The Electric Kool-Aid Acid Test was the book that made journalist Tom Wolfe a literary star, and one of the works that best describes the beginnings of 1960s psychedelia. The book chronicles author Ken Kesey's career as a rising literary star who discovered the mind-transforming power of LSD.
Kesey, who wrote the novel One Flew Over the Cuckoo's Nest, first began experimenting with LSD as a graduate student of creative writing at Stanford University in the early '60s. He first discovered LSD while volunteering for drug trials conducted by the CIA in an effort to find a cure for Post-Traumatic Stress Disorder (PTSD), but once Kesey discovered the drug's power to transform reality, he quickly began to encourage his friends to experiment with it. Soon, he became the leader of a band of people all set on transforming their reality.
This group dubbed themselves the Merry Pranksters, and began serious mind-altering experiments with the drug at Kesey's house in La Honda, California. The first half of the book centers around the Pranksters' experiments with the drugs in La Honda and their trip east on a bus they call "Furthur." The group then begins to expand their experiences on the drug and makes plans to take the experience to more people through events they call Acid Tests. The book chronicles the beginnings of the hippie movement, the rise of such figures as The Grateful Dead, and even the origins of the Beatles' psychedelic phase.
The book itself was one of the first to use the style known as New Journalism. Wolfe uses the style to report not only what the Pranksters were doing, but what they were feeling while on acid. The style is an eclectic mix of fiction techniques blended with actual reporting that helps create a rich context for the reader. Other writers of the time also experimented with the style, including Hunter S. Thompson and Norman Mailer, but Wolfe remains the leading figure of the movement.

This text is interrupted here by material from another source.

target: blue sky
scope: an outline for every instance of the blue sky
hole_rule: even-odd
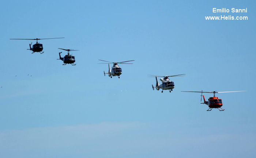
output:
[[[256,156],[253,1],[1,4],[0,157]],[[248,20],[206,20],[213,7],[247,8],[223,15]],[[9,39],[62,37],[39,41],[42,54]],[[57,48],[79,50],[76,65],[56,60]],[[98,59],[135,61],[118,79]],[[147,76],[183,73],[171,93]],[[248,92],[217,94],[225,111],[207,112],[180,92],[202,89]]]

The book also continues to document the movement of the American counter-cultural scene that first was brought into the American consciousness by the Beat Generation and writers such as Kerouac and Ginsberg. Wolfe explores the shifting social attitudes from the Beats to this new movement of psychedelic hippies, and the differences between the two generations. Symbolic of this shift is Neal Cassady, a member of the Pranksters who was the inspiration for the character Dean Moriarty in Jack Kerouac's On the Road.

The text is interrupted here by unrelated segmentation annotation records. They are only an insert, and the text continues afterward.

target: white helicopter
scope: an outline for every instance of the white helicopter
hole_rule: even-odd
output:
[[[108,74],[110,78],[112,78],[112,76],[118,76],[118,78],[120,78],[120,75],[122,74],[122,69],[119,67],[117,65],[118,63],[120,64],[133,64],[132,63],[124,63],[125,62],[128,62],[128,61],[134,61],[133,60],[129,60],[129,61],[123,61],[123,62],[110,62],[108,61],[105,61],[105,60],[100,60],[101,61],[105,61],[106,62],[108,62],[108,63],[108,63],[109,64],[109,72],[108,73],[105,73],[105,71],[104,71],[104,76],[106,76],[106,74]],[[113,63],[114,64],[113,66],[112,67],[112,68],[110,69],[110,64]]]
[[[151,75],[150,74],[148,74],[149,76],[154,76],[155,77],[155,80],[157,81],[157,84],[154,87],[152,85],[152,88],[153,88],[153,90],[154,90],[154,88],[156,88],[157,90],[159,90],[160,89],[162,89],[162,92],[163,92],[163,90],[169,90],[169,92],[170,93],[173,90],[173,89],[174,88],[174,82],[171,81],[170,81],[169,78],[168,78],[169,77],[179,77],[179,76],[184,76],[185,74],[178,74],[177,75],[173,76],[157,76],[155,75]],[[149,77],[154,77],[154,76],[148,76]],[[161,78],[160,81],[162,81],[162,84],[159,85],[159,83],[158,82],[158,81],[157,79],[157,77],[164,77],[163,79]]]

Wolfe has said that one of the reasons he wrote the book was that he saw Kesey and the Pranksters as a kind of new religious movement, and indeed much of the book deals with the various aspects of how the movement compares to such world religions as Christianity, Islam, and Zoroastrianism. Ultimately, the book is about the comedic rise and tragic fall of Kesey, and the power and charisma he used to start such a significant movement.